Le comité examinera le fonctionnement du Règlement sanitaire international dans le contexte de la grippe A et fera des recommandations à Margaret Chan. Celle-ci dressera un premier bilan devant l’Assemblée mondiale de la santé, en mai, pour présenter un rapport final à l’Assemblée de mai 2011, indique l’OMS.

Liens avec l’industrie pharmaceutique

La réunion de ce comité fait suite à une décision du Conseil exécutif de l’OMS en janvier et à des critiques croissantes, notamment au niveau du Conseil de l’Europe, à l’égard de la gestion de la crise par l’agence de l’ONU depuis un an. Wolfgang Wodarg, président de la commission santé du Conseil de l’Europe, avait par exemple accusé les lobbys pharmaceutiques et les gouvernants d’«organiser la psychose». «On en n’était à même pas mille malades que l’on parlait déjà de pandémie du siècle», a-t-il regretté.

Tous les membres du comité d’experts de l’OMS ont dû signer une déclaration destinée à éviter les conflits d’intérêts, notamment pour clarifier leurs liens avec l’industrie pharmaceutique. La liste des 29 membres du comité n’a pas encore été rendue publique en attendant l’examen de cette déclaration, a expliqué Christine Feig. Il s’agit d’experts de la santé reconnus pour leurs compétences sur le plan international, précise l’OMS. La pandémie de grippe A a été la première crise sur le plan mondial depuis l’entrée en vigueur en 2007 du nouveau Règlement sanitaire international qui prévoit des mécanismes d’information et de coordination entre Etats.

17’500 décès

La grippe A (H1N1) est à l’origine, depuis avril 2009, de 17’500 décès confirmés en laboratoires, selon l’OMS. Ce chiffre est minime par rapport aux millions de morts redoutés lors d’une pandémie et aux 250’000 décès provoqués par la grippe saisonnière chaque année.

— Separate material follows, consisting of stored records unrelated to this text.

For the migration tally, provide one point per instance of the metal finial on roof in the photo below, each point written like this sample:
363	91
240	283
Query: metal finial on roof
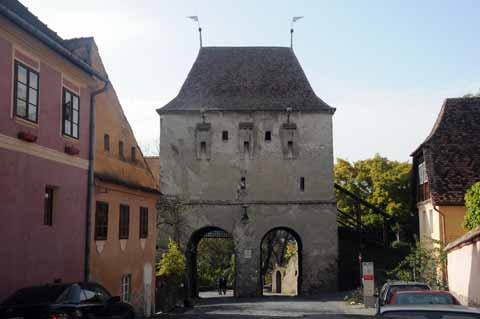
294	19
195	18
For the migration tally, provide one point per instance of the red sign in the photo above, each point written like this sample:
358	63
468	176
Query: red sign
368	277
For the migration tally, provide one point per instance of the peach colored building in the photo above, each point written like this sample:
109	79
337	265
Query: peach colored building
445	165
45	98
464	268
123	237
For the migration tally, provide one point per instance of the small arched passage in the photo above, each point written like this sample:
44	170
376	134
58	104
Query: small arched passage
276	250
193	284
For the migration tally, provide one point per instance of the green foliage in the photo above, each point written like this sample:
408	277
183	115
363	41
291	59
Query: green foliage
472	202
172	263
422	264
215	259
381	182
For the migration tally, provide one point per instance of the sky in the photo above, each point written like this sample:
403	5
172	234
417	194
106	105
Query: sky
386	66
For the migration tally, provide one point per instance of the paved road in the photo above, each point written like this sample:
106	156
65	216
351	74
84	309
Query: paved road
326	306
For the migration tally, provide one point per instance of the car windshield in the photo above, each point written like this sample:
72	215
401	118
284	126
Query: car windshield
430	315
423	298
36	295
405	287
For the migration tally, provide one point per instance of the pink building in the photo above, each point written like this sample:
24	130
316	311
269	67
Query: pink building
45	92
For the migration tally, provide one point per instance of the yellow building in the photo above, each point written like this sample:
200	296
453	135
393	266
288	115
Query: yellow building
123	237
445	165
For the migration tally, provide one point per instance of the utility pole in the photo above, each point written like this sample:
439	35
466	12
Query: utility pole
294	19
195	18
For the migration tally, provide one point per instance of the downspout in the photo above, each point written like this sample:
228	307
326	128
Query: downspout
444	235
90	178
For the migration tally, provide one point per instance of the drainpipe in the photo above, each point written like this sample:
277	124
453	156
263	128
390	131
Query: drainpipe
444	235
90	178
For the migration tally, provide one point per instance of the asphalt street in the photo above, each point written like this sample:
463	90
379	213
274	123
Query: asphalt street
325	306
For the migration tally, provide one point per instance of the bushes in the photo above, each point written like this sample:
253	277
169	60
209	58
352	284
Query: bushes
172	264
472	202
422	264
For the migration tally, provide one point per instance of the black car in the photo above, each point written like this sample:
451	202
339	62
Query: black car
65	301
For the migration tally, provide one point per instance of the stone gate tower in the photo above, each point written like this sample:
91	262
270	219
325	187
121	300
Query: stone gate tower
247	145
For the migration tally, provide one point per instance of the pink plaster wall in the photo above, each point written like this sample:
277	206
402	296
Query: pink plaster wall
30	252
49	130
464	273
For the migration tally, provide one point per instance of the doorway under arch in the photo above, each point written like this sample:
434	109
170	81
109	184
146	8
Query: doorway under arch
281	262
210	263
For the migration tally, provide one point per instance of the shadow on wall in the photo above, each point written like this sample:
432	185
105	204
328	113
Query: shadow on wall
474	280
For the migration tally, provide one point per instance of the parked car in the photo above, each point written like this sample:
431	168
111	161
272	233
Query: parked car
65	301
429	312
390	287
410	297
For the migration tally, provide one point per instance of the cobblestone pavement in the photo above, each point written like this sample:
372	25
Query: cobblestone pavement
326	306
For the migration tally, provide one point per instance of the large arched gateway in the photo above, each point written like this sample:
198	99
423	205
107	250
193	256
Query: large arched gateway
247	147
208	234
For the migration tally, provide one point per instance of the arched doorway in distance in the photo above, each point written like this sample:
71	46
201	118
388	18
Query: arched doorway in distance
210	263
281	262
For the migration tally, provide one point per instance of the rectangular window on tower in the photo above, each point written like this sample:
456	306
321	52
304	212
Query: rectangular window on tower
106	142
225	136
268	136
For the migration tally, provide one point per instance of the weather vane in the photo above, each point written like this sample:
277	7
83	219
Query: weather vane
195	18
294	19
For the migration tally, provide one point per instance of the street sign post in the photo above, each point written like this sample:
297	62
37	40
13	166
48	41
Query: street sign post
368	280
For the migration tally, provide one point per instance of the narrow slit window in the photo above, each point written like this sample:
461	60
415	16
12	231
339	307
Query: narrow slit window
268	136
106	142
133	154
48	207
290	149
121	154
203	148
246	147
225	136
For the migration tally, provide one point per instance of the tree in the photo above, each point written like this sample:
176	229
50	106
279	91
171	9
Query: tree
172	264
170	210
381	182
472	202
423	264
214	260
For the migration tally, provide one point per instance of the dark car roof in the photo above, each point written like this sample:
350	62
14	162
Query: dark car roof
428	307
436	292
36	294
406	283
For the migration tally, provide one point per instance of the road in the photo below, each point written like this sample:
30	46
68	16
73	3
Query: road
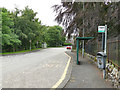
40	69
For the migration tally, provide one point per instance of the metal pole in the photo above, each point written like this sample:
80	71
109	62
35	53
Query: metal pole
77	51
105	51
83	31
30	45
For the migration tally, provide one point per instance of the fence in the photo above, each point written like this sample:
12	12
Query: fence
113	49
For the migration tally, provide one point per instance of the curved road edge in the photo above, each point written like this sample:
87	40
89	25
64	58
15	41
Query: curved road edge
66	75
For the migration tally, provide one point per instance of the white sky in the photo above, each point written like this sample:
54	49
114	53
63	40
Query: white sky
43	7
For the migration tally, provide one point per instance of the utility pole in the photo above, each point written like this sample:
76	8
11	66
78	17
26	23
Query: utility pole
83	30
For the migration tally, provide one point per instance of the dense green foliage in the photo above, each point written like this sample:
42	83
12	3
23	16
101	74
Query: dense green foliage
67	44
71	14
21	28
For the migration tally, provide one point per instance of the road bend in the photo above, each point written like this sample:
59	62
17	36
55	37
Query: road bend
41	69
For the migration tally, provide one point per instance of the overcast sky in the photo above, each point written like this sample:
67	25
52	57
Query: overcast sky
43	7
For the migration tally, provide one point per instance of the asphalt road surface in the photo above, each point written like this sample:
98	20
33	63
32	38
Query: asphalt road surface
40	69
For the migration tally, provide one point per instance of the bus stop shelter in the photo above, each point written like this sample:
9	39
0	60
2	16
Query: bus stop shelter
77	44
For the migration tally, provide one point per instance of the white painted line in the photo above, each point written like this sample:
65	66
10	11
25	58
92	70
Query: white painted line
64	74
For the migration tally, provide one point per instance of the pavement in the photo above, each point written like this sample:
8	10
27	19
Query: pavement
85	75
41	69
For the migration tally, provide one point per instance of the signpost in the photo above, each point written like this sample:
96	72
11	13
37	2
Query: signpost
80	38
30	44
103	30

Les gouvernements ont commencé à détruire des millions de doses de vaccins inutilisées, commandées à l’industrie pharmaceutique, et qui sont périmées. La grippe dite porcine est apparue au Mexique il y a exactement un an pour s’étendre rapidement, en trois mois, à pratiquement tous les pays, mais le virus est resté peu dangereux dans la très grande majorité des cas.